Nevada’s child support statute allows the court to deviate from the statutory formula for certain enumerated reasons; one of which being “Any other necessary expenses for the benefit of the child.” These statutes were designed to produce child support orders “adequate to the child’s needs” and “fair to both parents[.]”
Automobile insurance, which is required by law, may be covered by an upward deviation in child support. Nevada law obligates parents to “provide … necessary maintenance, health care, education and support” to their children. A custodial parent may recover from a noncustodial parent “a reasonable portion” of any costs necessary for the care of a child.
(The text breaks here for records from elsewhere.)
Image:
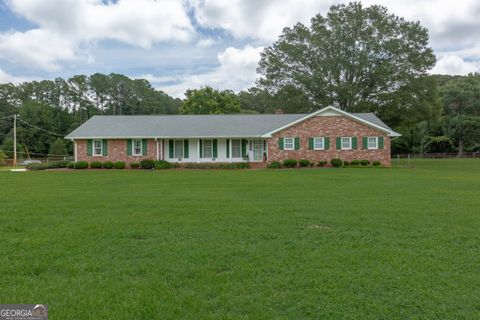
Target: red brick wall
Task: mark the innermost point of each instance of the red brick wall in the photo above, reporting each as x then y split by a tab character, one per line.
332	127
117	151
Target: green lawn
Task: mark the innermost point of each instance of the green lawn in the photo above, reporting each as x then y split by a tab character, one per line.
256	244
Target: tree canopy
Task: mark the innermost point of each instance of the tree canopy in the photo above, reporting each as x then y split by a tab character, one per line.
356	58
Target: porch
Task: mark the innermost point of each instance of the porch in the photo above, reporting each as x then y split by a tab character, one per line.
219	150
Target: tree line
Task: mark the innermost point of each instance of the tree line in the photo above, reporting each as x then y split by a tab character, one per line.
356	58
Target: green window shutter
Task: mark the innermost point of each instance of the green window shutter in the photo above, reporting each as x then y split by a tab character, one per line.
214	147
310	143
129	147
228	148
296	143
105	147
244	148
144	147
170	149
185	148
89	147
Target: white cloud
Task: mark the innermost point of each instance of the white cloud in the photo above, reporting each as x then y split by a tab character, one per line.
236	71
67	25
263	20
6	77
455	65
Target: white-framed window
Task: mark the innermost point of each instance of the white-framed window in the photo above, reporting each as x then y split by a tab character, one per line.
97	148
207	149
318	143
137	147
346	143
372	143
236	148
288	143
178	149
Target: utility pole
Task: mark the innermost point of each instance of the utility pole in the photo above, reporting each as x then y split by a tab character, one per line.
14	140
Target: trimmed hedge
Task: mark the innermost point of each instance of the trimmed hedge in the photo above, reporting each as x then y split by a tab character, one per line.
134	165
37	166
80	165
303	162
119	165
147	164
96	165
290	163
240	165
336	162
162	164
274	165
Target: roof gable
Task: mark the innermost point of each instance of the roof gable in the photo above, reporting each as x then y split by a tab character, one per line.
368	119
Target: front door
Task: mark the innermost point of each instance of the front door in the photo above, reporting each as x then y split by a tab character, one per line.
256	150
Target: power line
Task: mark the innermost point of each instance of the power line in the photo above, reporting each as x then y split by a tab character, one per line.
38	153
6	117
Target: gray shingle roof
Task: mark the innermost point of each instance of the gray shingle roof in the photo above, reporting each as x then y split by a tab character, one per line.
181	126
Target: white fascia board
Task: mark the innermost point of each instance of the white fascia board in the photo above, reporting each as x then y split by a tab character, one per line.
163	137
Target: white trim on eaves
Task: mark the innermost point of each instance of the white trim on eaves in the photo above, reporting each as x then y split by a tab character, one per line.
344	113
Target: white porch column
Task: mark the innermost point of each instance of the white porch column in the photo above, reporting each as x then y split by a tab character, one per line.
161	149
75	151
198	150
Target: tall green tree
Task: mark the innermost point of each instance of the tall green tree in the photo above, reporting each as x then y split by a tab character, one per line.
210	101
356	58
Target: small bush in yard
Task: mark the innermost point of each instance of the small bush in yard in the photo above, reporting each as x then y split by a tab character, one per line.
162	164
336	162
81	165
290	163
37	166
147	164
274	165
322	163
108	165
119	165
134	165
96	165
304	162
364	162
A New Jersey court noted that the National Safety Council has found:
(a) motor vehicle accidents are the leading cause of death for teens in the United States; (b) the most dangerous time of a teen driver’s life is the first twelve months after receiving a license; and (c) a teen driver’s crash risk is three times that of drivers twenty and older.
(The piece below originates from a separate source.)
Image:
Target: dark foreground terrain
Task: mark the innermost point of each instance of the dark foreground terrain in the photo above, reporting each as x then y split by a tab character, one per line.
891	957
The evidence shows that the period in which a minor child obtains his or her driver’s license is a dangerous time, and automobile insurance is crucial during this time to protect children and the Nevada public. The cost of car insurance is often more costly than other child-related expenses, and it is consistent with Nevada’s public policy that both parents contribute to the care of their children by sharing the cost of automobile insurance.
Nevada’s child support statute allows for an order for an upward deviation in child support to account for automobile insurance costs. Automobile insurance, required under Nevada law, is a necessary expense for the benefit of the child and both parents should contribute to this necessary expense.